Menurut Ibn Asyur dalam at-Tahrir wa at-Tanwir, riwayat-riwayat tersebut menunjukkan bahwasanya pendudukan Makkah pada waktu itu lebih keras dalam memperlakukan perempuan daripada penduduk Madinah. Hal tersebut bisa jadi disebabkan karna penduduk Madinah berasal dari keturunan Yaman, dan Yaman merupakan bangsa yang memiliki peradaban lebih dahulu daripada Arab, sehingga mereka memiliki sikap yang lebih lembut dan beradap.
Tak heran jika Umar membahasakan sikap para kaum Anshar terhadap perempuan tersebut dengan kalimat al-‘adab yang berarti keindahan, sopan santun, dan tatakrama. Ibn Asyur berkata,
وَقَدْ سَمَّى عُمَرُ بْنُ الْخَطَّابِ ذَلِكَ أَدَبًا فَقَالَ: فَطَفِقَ نِسَاؤُنَا يَأْخُذْنَ مِنْ أَدَبِ الْأَنْصَارِ.
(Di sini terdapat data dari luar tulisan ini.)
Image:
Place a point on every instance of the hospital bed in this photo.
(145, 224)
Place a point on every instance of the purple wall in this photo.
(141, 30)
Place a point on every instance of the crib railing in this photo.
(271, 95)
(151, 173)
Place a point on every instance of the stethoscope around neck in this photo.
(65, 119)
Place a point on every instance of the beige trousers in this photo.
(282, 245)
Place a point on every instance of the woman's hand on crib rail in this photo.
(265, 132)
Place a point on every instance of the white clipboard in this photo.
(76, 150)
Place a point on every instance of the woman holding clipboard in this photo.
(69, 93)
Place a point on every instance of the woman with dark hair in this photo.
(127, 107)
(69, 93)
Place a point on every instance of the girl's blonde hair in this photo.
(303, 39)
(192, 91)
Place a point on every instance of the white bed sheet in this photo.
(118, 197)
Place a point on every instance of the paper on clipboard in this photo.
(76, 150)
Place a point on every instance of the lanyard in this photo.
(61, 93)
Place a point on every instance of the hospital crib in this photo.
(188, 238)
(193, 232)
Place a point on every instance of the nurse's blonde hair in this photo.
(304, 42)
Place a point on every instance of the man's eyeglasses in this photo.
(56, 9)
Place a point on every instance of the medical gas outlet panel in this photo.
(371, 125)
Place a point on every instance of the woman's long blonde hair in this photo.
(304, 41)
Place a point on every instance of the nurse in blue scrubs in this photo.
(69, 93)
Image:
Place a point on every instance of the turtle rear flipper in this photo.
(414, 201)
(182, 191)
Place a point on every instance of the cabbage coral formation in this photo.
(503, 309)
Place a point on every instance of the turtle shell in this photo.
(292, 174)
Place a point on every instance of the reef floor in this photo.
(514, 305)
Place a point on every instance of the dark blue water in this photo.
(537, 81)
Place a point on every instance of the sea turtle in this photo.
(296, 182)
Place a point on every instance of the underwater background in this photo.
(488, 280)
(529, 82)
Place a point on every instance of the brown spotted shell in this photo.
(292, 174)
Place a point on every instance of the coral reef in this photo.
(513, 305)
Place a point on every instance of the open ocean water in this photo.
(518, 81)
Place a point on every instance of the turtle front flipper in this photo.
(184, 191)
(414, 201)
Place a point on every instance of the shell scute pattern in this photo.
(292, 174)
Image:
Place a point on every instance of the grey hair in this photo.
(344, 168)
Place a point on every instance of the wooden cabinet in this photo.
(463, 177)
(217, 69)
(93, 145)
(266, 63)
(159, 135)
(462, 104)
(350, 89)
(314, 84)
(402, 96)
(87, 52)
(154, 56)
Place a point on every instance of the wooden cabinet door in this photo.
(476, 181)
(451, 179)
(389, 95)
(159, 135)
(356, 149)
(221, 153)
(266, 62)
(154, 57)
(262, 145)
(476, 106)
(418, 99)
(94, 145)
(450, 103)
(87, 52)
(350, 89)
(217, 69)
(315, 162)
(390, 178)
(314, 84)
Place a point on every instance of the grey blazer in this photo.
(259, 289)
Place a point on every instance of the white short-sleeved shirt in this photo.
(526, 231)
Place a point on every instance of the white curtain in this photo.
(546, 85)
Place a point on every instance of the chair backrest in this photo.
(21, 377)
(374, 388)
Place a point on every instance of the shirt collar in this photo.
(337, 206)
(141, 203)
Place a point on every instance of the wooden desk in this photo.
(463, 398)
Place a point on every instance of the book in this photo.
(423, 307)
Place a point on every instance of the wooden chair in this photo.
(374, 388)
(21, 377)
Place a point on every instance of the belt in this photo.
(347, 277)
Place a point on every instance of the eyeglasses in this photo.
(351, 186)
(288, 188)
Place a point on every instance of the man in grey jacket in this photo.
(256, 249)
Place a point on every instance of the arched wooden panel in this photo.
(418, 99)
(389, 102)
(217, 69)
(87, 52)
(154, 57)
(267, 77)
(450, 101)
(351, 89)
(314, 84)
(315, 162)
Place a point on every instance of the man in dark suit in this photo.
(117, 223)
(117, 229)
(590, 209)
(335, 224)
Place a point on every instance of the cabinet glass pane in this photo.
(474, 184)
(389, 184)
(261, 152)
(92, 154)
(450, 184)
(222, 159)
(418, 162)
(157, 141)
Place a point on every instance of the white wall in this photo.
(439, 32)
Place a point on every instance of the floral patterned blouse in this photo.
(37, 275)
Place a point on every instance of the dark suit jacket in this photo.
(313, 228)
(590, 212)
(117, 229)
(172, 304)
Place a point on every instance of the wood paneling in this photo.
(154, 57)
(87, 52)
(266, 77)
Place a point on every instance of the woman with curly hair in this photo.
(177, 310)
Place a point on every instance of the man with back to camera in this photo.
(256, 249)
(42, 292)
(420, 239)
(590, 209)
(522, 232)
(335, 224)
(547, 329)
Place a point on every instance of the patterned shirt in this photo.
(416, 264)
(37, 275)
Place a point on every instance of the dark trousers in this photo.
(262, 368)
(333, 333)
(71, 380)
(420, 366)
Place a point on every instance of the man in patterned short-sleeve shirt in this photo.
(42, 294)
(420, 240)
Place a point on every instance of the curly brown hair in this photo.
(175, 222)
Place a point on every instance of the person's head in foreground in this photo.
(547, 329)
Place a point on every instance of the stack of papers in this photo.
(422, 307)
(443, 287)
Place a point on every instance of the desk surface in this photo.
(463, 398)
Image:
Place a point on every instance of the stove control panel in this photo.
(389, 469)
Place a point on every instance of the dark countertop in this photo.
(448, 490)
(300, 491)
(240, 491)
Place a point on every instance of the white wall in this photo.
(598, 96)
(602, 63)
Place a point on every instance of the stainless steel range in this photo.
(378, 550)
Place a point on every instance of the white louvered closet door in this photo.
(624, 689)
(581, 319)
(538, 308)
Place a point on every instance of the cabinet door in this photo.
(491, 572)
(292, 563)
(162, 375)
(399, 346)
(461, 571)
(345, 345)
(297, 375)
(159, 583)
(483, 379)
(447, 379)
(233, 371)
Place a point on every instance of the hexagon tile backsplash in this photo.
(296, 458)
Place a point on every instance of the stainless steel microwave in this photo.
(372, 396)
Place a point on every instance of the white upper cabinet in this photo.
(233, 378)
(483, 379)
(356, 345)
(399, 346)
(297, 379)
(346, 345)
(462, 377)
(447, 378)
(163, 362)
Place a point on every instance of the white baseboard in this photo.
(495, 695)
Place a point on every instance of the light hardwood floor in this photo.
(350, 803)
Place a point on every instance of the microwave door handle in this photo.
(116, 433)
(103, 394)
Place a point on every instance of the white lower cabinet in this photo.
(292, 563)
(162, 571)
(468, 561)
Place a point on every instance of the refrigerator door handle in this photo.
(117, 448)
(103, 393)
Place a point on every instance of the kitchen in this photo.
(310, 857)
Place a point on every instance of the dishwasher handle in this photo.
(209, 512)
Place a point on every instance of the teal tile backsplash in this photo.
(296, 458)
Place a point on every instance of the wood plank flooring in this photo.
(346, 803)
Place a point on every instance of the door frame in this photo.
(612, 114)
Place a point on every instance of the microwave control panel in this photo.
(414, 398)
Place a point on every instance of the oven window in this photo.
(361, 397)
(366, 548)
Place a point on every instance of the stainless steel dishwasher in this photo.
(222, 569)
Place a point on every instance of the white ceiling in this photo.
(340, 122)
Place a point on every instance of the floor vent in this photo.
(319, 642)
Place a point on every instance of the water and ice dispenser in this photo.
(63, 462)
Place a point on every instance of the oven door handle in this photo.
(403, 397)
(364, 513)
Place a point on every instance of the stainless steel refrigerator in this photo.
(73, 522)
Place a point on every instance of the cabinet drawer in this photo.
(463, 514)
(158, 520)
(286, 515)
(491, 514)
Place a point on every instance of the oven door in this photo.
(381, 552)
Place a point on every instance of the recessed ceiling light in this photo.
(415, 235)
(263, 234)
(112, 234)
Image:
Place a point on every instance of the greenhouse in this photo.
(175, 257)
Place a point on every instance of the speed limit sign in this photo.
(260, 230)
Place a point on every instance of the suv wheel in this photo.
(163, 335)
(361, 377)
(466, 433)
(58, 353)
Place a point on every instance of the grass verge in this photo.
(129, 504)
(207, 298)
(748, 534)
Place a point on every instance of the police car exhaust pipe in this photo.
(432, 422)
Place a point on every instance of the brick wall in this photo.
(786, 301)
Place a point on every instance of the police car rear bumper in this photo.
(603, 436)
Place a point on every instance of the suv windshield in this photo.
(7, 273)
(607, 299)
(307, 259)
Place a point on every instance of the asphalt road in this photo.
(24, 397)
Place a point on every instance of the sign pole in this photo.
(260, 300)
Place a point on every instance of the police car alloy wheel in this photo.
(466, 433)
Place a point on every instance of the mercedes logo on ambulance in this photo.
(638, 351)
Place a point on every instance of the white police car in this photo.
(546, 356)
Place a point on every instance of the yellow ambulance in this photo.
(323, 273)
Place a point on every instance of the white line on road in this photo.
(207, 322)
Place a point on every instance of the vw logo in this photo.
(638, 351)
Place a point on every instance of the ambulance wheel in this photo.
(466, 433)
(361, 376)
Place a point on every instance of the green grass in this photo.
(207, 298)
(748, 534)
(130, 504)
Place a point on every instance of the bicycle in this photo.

Umar menamakan itu sebagai al-adab, ia berkata, “Para perempuan kami pun mulai meniru dan mengambil adab dan kebiasaan perempuan-perempuan Anshar.”
Ini menunjukkan bahwa perilaku diskriminasi terhadap perempuan adalah sisa tradisi jahiliyah, sementara simpatik, empatik, dan kerjasama adalah prinsip yang dibawa oleh Islam. Wallahu’alam.